This Wednesday "Upstream" (1927), a silent comedy thought long lost by American director John Ford, is screened at the Samuel Goldwyn Theater on Wilshire Blvd. The film was one of many important silent films put into cold storage by the New Zealand Film Archive. Because New Zealand marked the last stop in the global circuit for most films, many American films stayed there due to the expense of shipping and are only now being rediscovered thanks to ambitious conservation efforts.
Stills from "Upstream"
“Upstream” (1927) is one of 75 American films recently discovered in the New Zealand Film Archive. These “lost” films will be preserved over the next several years at five major American archives, including the Academy’s, in collaboration with the National Film Preservation Foundation. “Upstream” is the first of the features to be preserved and screened for the public. The preservation work was carried out by Park Road Post Production in Wellington, New Zealand, under the direction of Twentieth Century Fox and the Academy Film Archive.

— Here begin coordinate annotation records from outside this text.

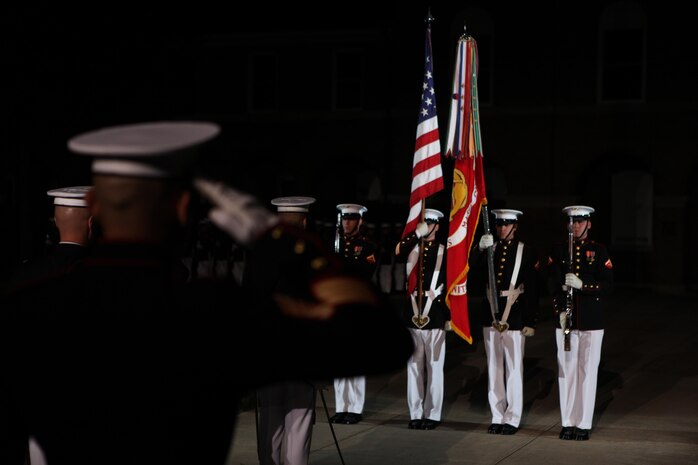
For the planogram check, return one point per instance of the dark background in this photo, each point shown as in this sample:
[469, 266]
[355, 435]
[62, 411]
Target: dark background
[556, 128]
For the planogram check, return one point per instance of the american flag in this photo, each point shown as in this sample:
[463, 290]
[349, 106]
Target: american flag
[427, 176]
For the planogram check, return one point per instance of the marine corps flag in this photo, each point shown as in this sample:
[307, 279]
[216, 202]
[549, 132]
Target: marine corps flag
[468, 191]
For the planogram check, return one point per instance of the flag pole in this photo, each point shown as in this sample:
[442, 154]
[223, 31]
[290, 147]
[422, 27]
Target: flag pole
[420, 284]
[494, 301]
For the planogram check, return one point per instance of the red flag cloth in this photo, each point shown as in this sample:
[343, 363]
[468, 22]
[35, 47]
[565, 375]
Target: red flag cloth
[427, 174]
[468, 190]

“Upstream” focuses on a love triangle involving an egotistical actor and a young couple who partner in a vaudeville knife-throwing act. The film is from an interesting chapter in the career of Ford, as he admitted that during this time he was strongly influenced by the work of German director F.W. Murnau, who had immigrated to the United States to make films for the Fox studios, enabling Ford to study his working methods first hand.